Build a DPO preference head that computes chosen_reward - rejected_reward.

Build a reward head that maps sequences to scalar rewards.

Get the output size of an RLHF head (always scalar per batch).

Get recommended defaults for RLHF heads.

Types

build_opt()

@type build_opt() ::
  {:dropout, float()}
  | {:head_type, :reward | :dpo}
  | {:hidden_size, pos_integer()}
  | {:input_size, pos_integer()}

Options for build/1.

Functions

build(opts \\ [])

@spec build([build_opt()]) :: Axon.t()

Build an RLHF head.

Options

  • :input_size - Input feature dimension (required)
  • :hidden_size - Hidden layer dimension (default: 256)
  • :head_type - Head type: :reward or :dpo (default: :reward)
  • :dropout - Dropout rate (default: 0.1)

Returns

An Axon model. For :reward, input is "state_sequence" and output is [batch]. For :dpo, inputs are "chosen" and "rejected", output is [batch].

build_dpo_head(opts)

@spec build_dpo_head(keyword()) :: Axon.t()

Build a DPO preference head that computes chosen_reward - rejected_reward.

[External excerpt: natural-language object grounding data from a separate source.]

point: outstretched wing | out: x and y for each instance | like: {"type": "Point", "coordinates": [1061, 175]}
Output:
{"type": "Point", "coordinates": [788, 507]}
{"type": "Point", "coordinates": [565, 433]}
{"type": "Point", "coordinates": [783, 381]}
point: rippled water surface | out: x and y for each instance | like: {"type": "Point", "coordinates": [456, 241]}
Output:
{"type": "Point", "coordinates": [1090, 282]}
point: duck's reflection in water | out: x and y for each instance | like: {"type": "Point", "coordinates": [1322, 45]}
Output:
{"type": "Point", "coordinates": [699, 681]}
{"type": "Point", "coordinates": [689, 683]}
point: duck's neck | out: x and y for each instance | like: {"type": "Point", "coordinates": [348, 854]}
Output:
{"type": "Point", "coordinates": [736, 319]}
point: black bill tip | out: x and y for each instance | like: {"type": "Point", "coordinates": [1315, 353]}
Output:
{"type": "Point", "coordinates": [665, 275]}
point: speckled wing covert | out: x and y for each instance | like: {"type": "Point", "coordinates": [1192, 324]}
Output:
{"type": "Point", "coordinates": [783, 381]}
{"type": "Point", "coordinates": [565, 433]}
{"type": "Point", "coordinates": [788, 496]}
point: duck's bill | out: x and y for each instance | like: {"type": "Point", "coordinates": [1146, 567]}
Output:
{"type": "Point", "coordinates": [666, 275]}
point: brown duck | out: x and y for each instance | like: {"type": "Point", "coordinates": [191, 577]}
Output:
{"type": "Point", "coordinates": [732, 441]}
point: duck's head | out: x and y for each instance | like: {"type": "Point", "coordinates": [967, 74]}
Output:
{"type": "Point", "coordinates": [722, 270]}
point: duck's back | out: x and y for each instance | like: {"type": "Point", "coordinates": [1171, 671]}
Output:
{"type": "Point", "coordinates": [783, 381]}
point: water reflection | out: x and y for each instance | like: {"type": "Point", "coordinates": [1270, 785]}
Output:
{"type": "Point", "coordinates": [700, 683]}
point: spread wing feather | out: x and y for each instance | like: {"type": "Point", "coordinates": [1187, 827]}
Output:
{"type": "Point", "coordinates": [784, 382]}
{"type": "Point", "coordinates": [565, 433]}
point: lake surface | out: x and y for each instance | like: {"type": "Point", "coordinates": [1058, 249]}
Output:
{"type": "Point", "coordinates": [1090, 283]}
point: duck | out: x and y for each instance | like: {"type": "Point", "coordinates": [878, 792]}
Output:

Inputs: "chosen" and "rejected" [batch, seq, input_size] Output: [batch] (preference logit)

build_reward_head(opts)

@spec build_reward_head(keyword()) :: Axon.t()

Build a reward head that maps sequences to scalar rewards.

Input: "state_sequence" [batch, seq, input_size] Output: [batch]

output_size(opts \\ [])

@spec output_size(keyword()) :: pos_integer()

Get the output size of an RLHF head (always scalar per batch).